Lowe writes that this misreading of the name is “a mistake that a non-chemist might make because the rest of the English language doesn't usually build up nouns the way organic chemistry does.”

“Chemical nomenclature is way too logical and cut-and-dried to be anything like a natural language,” he writes. “You really can draw a complex compound's structure just by reading its name closely enough. This error is a little like deciding that a hairdryer must be a device made partly out of hair.”

He quotes parts of court filings from the Thompson and Barney law firm that says “two component parts of (crude MCHM) are methylcyclohexane and methanol which are both known dangerous and toxic chemical that can cause latent dread disease such as cancer.”

“Sure thing, guys, just like the two component parts of dogwood trees are dogs and wood,” Lowe writes. “Chemically, this makes no sense whatsoever.”

Lowe also writes that it would make sense to wonder if crude MCHM can degrade into methanol.

“Without going into too much detail, the answer is ‘No,’” he wrote. “I would not expect them to break off that single-carbon alcohol as formaldehyde.”

Lowe goes on to say the formaldehyde is found in low levels – around 20-30 nanograms/milliliter – in nature in things such as oranges and tomatoes. He said the amounts Simonton found in the water sample he testified about is just over that 30 nanograms/milliliter threshold, which is just above the 27 ng/mL found in tomato juice.

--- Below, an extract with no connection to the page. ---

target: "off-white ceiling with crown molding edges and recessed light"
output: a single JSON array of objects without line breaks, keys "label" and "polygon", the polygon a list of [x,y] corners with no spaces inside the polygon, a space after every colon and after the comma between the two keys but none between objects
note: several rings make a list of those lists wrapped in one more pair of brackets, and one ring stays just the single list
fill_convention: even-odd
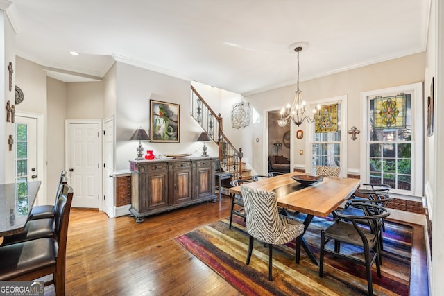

But what seemed to bother Lowe most is Simonton.

“But Simonton is a West Virginia water quality official, is he not?” Lowe writes. “Well, not in this capacity. … He is being paid in this matter by the law firm of Thompson and Barney to do water analysis. Yes, that's the same law firm that thinks that 4-MCHM is a mixture with methanol in it. And the water sample that he obtained was from the Vandalia Grille in Charleston, the owners of which are defendants in a Thompson and Barney lawsuit.”

Lowe again stresses that the level of formaldehyde found in the Vandalia Grille sample has “never been shown to be harmful in humans.”

“His (Simonton’s) statements about cancer and other harm coming to West Virginia residents seem to me to be irresponsible fear-mongering,” Lowe writes. “The sort of irresponsible fear-mongering that someone might do if they're being paid by lawyers who don't understand any chemistry and are interested in whipping up as much panic as they can.

“Just my freely offered opinions. Do your own research and see what you think.”